Itulah yang paling Tama ingat saat umur putranya masih belasan tahun.

Tama keluar menemui Dewa. Bertanya, "kamu mau buat hajatan siapa?" Sambil melepas kacamata, Tama melihat Dewa dengan tatapan yang tidak selow.

"Mau hajatan karena ibu tiri sama ayah kandung gue bentar lagi pisah," ceplos Dewa benar-benar tak memikirkan ucapanya itu.

Tama lantas menyentil jidat sang anak. "Mulut mu."

"Kenapa nggak seneng?" Lihatlah? Manusia satu ini, sungguh sangat halal di cap anak durhaka.

"Yang ngajarin kamu seperti itu siapa? Tidak ada sopan santunnya," omel Tama. Dewa menghela napasnya, sudah tua menggangu pula, gumam Dewa.

Jika anak dan bapak ini mengobrol sudah dapat dipastikan ada saja yang di tengkarkan, ntah masalah apa-pun itu. "Ngomel mulu, udah sana. Ganggu!"

Sang ayah hanya menggeleng-gekengkan kepala, heran kenapa anaknya seperti ini, pusing rasanya.

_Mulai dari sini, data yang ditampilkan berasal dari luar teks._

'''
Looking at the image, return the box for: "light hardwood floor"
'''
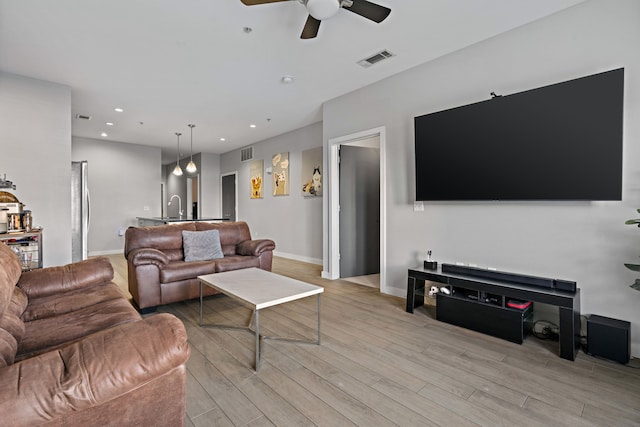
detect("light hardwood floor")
[102,256,640,426]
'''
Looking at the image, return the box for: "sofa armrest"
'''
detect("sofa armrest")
[0,313,190,426]
[236,239,276,256]
[18,257,113,298]
[129,248,169,268]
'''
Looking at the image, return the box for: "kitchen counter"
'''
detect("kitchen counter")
[136,216,228,227]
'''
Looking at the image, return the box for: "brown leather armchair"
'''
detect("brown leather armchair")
[0,244,189,426]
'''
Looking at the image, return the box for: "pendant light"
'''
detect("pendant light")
[173,132,182,176]
[186,125,198,173]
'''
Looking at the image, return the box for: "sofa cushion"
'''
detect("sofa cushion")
[196,221,251,256]
[16,296,141,360]
[216,255,260,273]
[22,282,123,322]
[0,287,27,367]
[124,222,196,259]
[182,230,224,262]
[160,260,218,283]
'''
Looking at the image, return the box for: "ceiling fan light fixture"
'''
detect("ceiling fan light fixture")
[305,0,340,21]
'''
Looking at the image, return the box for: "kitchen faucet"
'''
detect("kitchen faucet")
[167,194,183,219]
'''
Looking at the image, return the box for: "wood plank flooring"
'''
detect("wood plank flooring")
[102,256,640,426]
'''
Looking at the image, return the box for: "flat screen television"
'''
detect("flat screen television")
[414,68,624,201]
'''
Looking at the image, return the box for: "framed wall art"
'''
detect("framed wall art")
[249,160,264,199]
[271,152,289,196]
[301,147,322,197]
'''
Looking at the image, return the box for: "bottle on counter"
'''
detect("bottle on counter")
[0,208,9,233]
[22,210,33,232]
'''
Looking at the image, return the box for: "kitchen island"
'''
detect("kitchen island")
[136,216,229,227]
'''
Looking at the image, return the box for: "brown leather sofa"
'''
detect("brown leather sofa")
[0,244,190,426]
[124,221,276,311]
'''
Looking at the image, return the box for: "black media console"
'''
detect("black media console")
[406,264,580,360]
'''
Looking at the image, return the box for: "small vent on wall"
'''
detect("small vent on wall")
[358,49,395,68]
[240,147,253,162]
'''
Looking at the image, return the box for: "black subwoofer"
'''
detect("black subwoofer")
[587,314,631,364]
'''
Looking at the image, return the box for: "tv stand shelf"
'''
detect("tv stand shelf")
[406,264,580,360]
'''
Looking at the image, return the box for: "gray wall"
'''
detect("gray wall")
[0,72,71,266]
[220,123,326,264]
[323,0,640,355]
[71,137,161,256]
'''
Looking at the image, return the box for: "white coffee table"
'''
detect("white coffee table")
[198,268,324,372]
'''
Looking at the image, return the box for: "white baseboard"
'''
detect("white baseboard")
[89,249,124,256]
[273,251,322,265]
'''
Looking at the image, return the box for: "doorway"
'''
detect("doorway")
[339,143,380,288]
[322,126,388,293]
[220,172,238,221]
[184,175,200,219]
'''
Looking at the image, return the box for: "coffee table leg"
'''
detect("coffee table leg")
[200,281,202,326]
[318,294,320,345]
[254,310,260,372]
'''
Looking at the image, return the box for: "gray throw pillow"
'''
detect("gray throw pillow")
[182,230,224,261]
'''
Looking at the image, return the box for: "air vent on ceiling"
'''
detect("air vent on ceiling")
[358,49,395,67]
[240,147,253,162]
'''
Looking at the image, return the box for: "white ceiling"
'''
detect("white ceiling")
[0,0,583,163]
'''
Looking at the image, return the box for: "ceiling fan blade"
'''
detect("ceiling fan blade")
[300,15,321,39]
[240,0,291,6]
[344,0,391,23]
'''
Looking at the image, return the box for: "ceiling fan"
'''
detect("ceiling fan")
[240,0,391,39]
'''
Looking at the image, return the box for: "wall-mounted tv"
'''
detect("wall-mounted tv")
[414,68,624,201]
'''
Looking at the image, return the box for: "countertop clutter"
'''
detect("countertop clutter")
[0,191,42,271]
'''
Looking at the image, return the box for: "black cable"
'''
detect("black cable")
[531,320,560,341]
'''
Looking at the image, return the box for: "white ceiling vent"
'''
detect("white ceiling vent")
[358,49,395,68]
[240,147,253,162]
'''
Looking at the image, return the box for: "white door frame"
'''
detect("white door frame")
[219,171,240,221]
[327,126,388,294]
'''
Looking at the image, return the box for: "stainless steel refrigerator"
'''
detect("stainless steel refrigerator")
[71,161,91,262]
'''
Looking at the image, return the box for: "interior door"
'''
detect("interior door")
[340,145,380,277]
[222,173,237,221]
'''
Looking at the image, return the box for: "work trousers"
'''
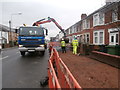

Anak itu membawa tukang-tukang yang bisa membantunya untuk mendekor, mobil truk yang membawa tenda, beberapa kameramen yang mempersilahkan tempat yang paling menawan dan banyak hal lain.

Tama tidak mempermasalah itu.

"Dewa mau nyatain cinta sama pacar. Nggak usah bingung atau tanya-tanya lagi," ucap cowok itu saat melintas di dekat Tama dengan membawa tangga dipundaknya.

"Lah." Tama berusaha mencerna kembali ucapa Dewa. "Nyatain cinta ke pacar?" Apa maksudnya?

Lagian ini sudah seperti pesta kerjaan yang sangat mewah jika untuk mengatakan cinta saja. Laki-laki itu tidak marah, Tana tertawa dihadapan dengan tingkah Dewa yang kadang di luar nalar. "Waduh, kamu sudah besar ternyata."

"Tidak terasa, waktu kamu masih bayi ada saja proyek baru kamu. Pusing ayah ngadepinnya, bahkan sampe kamu besar pun tetap sama." Mendengar itu Dewa hanya ber-oh-ria, tak ingin menanggapi lanjut. Kalian tau? Sebenarnya tidak ada yang salah dengan Tama, dia sungguh menyayangi sang putra, tapi memang ia bingung cara menyampaikan hal itu dengan kata-kata ataupun perlakuan.

"Siapa nama perempuan yang beruntung itu? Ayah kenal dengan dia?" Tanya Tama penasaran.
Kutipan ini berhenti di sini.